Christoph Schnidrig: Ich war von klein auf fasziniert von der Technik. Begonnen hat es, als ich im Alter von zehn Jahren bei meinen Nachbarn einen Commodore 64 entdeckt habe. Mit Zeitungsvertragen habe ich mir meinen eigenen Commodore 64 verdient und da wurde mir klar, dass ich etwas mit Computern machen wollte. Mit meiner Elektromechanikerlehre konnte ich dann bei Siemens SPS-Steuerungen programmieren und ein bisschen in die IT Richtung gehen. Und dann ging es Schritt für Schritt.
 
Bei meinem letzten Arbeitgeber integrierten die Produkte über die Jahre stets in neuste Technologien – angefangen mit Server-Virtualisierung über Container bis hin zur Cloud. Die Systeme wurden spezifisch in AWS integriert und ich habe dann begonnen, mich auch selbst damit auseinanderzusetzen. Und so bin ich dann vor einigen Jahren bei AWS gelandet.
 
AWS hält ja mit über einer Million Usern ungefähr 41,5 % des globalen Cloud Computing Markts. In der Schweiz hat das Unternehmen etwas mehr als 10'000 Kunden. Wie wichtig ist die kleine Schweiz für AWS wirklich?
 
Unsere Kunden kommen aus allen Wirtschaftszweigen und Grössen, von Bundesbehörden über Grossunternehmen wie die Zürich Versicherung bis hin zu Start-ups wie Anybotics, einem ETH-Spin-off. Gemeinsam mit über 150 Partnern in der Schweiz unterstützen wir die Kundschaft umfassend.
 
Seit 2016 sind wir in der Schweiz präsent, mit Büros in Zürich, Bern und Genf. Vor zwei Jahren haben wir eine lokale Rechenzentrum-Region eröffnet und planen, in den nächsten zwölf Jahren fast sechs Milliarden Franken zu investieren. Zudem haben wir im letzten Sommer mit Lehrlingsausbildungen in diesen Rechenzentren begonnen.
 
Jedes Rechenzentrumscluster hat mindestens drei weit voneinander entfernte Standorte, was eine hohe Ausfallsicherheit gewährleistet.
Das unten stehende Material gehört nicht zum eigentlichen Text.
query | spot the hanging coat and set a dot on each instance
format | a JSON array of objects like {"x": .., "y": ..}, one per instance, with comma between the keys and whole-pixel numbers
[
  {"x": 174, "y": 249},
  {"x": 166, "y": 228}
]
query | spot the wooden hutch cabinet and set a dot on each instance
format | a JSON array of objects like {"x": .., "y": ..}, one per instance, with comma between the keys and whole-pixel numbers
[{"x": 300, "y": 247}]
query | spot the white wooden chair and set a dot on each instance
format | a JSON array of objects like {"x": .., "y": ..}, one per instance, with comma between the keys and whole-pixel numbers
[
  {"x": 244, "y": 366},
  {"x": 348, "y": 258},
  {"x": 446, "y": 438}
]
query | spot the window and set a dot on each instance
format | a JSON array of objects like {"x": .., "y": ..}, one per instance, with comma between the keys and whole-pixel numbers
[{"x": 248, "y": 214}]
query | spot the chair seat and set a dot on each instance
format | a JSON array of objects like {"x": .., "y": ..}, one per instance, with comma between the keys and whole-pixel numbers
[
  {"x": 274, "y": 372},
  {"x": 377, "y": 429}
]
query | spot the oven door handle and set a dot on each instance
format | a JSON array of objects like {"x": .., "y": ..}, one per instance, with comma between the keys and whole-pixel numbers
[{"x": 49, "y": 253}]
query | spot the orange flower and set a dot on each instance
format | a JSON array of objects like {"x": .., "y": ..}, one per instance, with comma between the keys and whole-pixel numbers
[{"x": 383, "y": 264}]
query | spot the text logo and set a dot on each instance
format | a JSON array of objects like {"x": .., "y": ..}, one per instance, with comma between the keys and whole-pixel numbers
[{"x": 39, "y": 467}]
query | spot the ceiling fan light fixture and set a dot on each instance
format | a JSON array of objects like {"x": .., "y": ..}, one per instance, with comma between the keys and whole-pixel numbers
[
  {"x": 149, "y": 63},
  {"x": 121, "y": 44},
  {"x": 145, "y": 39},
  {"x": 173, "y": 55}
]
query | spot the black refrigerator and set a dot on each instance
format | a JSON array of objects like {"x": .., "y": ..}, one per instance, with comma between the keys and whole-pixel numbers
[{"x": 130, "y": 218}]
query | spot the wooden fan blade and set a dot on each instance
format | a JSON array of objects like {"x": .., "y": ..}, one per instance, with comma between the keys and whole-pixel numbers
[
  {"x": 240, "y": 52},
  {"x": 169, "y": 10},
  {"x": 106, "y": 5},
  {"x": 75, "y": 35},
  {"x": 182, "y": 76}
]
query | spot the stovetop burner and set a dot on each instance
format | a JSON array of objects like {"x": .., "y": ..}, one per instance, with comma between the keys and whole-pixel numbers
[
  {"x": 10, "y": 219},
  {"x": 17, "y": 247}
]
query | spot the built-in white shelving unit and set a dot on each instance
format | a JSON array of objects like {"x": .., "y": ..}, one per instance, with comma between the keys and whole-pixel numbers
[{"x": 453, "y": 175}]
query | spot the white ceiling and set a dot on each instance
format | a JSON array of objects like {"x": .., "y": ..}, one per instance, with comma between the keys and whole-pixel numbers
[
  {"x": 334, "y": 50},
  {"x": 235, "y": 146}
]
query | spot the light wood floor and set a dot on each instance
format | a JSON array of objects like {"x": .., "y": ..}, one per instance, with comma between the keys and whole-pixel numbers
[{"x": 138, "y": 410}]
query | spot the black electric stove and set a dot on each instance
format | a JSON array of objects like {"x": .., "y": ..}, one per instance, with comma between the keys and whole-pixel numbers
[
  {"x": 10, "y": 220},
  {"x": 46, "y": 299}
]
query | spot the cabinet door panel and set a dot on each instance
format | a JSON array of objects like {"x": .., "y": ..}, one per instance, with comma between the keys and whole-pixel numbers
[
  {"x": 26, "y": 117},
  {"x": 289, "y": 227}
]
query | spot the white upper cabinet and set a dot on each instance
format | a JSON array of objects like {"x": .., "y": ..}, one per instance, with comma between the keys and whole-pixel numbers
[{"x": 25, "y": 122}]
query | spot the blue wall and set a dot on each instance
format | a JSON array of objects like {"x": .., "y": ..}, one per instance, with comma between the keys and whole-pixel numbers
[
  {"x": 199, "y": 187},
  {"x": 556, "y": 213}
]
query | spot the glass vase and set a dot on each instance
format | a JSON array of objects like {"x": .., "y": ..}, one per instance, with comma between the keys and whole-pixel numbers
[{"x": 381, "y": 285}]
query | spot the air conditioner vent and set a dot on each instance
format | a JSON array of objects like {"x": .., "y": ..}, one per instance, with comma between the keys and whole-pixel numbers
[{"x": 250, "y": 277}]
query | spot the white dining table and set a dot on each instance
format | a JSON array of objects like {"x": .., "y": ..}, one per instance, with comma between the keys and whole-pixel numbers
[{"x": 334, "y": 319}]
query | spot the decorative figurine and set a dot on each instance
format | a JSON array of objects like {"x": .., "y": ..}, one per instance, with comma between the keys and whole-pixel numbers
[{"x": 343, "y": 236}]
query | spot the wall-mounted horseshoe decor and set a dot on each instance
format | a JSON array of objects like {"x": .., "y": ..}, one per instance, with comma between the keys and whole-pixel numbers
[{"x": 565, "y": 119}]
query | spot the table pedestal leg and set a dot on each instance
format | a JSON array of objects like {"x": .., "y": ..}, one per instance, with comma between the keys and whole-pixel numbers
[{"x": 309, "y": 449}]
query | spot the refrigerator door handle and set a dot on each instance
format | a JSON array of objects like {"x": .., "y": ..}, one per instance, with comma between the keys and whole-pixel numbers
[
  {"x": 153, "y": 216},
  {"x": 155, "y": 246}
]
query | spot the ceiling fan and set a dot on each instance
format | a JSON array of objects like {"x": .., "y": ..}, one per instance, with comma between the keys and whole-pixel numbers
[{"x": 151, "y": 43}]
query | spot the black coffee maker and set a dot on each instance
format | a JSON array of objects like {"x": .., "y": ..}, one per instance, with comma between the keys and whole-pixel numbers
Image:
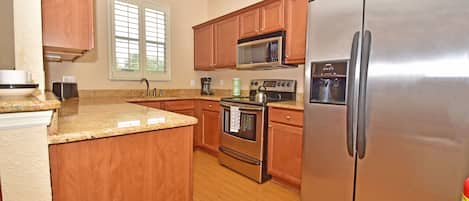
[{"x": 205, "y": 90}]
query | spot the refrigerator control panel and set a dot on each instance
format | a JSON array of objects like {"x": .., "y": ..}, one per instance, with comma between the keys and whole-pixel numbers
[{"x": 329, "y": 82}]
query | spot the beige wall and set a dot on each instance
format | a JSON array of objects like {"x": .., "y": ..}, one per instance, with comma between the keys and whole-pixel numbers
[
  {"x": 92, "y": 70},
  {"x": 7, "y": 44},
  {"x": 28, "y": 38}
]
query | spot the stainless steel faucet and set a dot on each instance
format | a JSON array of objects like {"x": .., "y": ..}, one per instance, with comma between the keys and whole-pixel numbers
[{"x": 147, "y": 84}]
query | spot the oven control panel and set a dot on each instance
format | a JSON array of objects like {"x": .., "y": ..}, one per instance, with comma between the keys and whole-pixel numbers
[{"x": 274, "y": 85}]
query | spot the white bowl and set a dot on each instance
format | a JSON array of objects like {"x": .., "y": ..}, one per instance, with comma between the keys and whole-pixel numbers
[
  {"x": 15, "y": 77},
  {"x": 17, "y": 92}
]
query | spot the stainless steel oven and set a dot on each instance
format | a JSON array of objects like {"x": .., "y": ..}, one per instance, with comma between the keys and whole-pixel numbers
[
  {"x": 243, "y": 145},
  {"x": 243, "y": 150},
  {"x": 248, "y": 140}
]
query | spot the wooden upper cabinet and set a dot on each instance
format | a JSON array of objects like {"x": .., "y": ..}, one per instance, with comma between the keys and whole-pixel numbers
[
  {"x": 203, "y": 47},
  {"x": 226, "y": 39},
  {"x": 272, "y": 17},
  {"x": 296, "y": 17},
  {"x": 249, "y": 23},
  {"x": 68, "y": 26}
]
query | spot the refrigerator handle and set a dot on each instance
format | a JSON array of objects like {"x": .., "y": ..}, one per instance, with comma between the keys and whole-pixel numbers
[
  {"x": 362, "y": 119},
  {"x": 350, "y": 93}
]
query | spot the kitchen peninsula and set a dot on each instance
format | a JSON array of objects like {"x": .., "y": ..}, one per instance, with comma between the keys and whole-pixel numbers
[{"x": 107, "y": 149}]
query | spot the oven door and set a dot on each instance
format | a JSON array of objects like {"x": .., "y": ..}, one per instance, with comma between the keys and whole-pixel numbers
[{"x": 249, "y": 139}]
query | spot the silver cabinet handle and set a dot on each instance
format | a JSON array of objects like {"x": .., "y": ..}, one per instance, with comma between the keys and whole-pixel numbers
[
  {"x": 362, "y": 119},
  {"x": 350, "y": 94}
]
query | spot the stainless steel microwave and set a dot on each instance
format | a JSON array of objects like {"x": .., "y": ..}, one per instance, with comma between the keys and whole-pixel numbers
[{"x": 262, "y": 52}]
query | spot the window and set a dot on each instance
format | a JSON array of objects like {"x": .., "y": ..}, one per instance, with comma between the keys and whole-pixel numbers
[{"x": 139, "y": 40}]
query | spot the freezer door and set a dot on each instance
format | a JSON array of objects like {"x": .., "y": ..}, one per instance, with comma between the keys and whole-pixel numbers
[
  {"x": 328, "y": 163},
  {"x": 417, "y": 101}
]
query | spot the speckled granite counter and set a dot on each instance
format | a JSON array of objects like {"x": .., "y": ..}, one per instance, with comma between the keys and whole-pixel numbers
[
  {"x": 91, "y": 118},
  {"x": 292, "y": 105},
  {"x": 147, "y": 99},
  {"x": 38, "y": 102}
]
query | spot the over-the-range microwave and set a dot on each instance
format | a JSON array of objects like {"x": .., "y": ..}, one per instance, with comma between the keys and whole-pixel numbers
[{"x": 262, "y": 52}]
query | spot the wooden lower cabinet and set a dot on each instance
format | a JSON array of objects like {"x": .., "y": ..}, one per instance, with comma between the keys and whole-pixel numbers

Kunden können ihre Infrastruktur z. B. in «Europe Zürich» aufbauen, wodurch ihre Daten in der Schweiz gespeichert und verarbeitet werden. Sie haben jedoch die Wahl aus weltweit 34 Rechenzentrums-Regionen.
 
Also kurz, die Schweiz ist wichtig für uns, wir investieren viel und langfristig und man kann sagen, wir sind «here to stay».
 
Die Schweiz ist ein KMU-Land und AWS stellt sichere und skalierbare Cloud Dienste bereit, die insbesondere von grossen Unternehmen genutzt werden. Was bieten sie denn KMU für Vorteile?
 
Wir haben eigentlich mit den AWS-Diensten die IT demokratisiert. Früher war eine potente IT Abteilung ein grosser Vorteil für eine Firma. Sie konnte Services erbringen, die für kleinere Firmen unerreichbar waren. Dank der Cloud und mit der Demokratisierung dieser IT Services hat heute ein Ein-Personen-Startup dieselben Möglichkeiten.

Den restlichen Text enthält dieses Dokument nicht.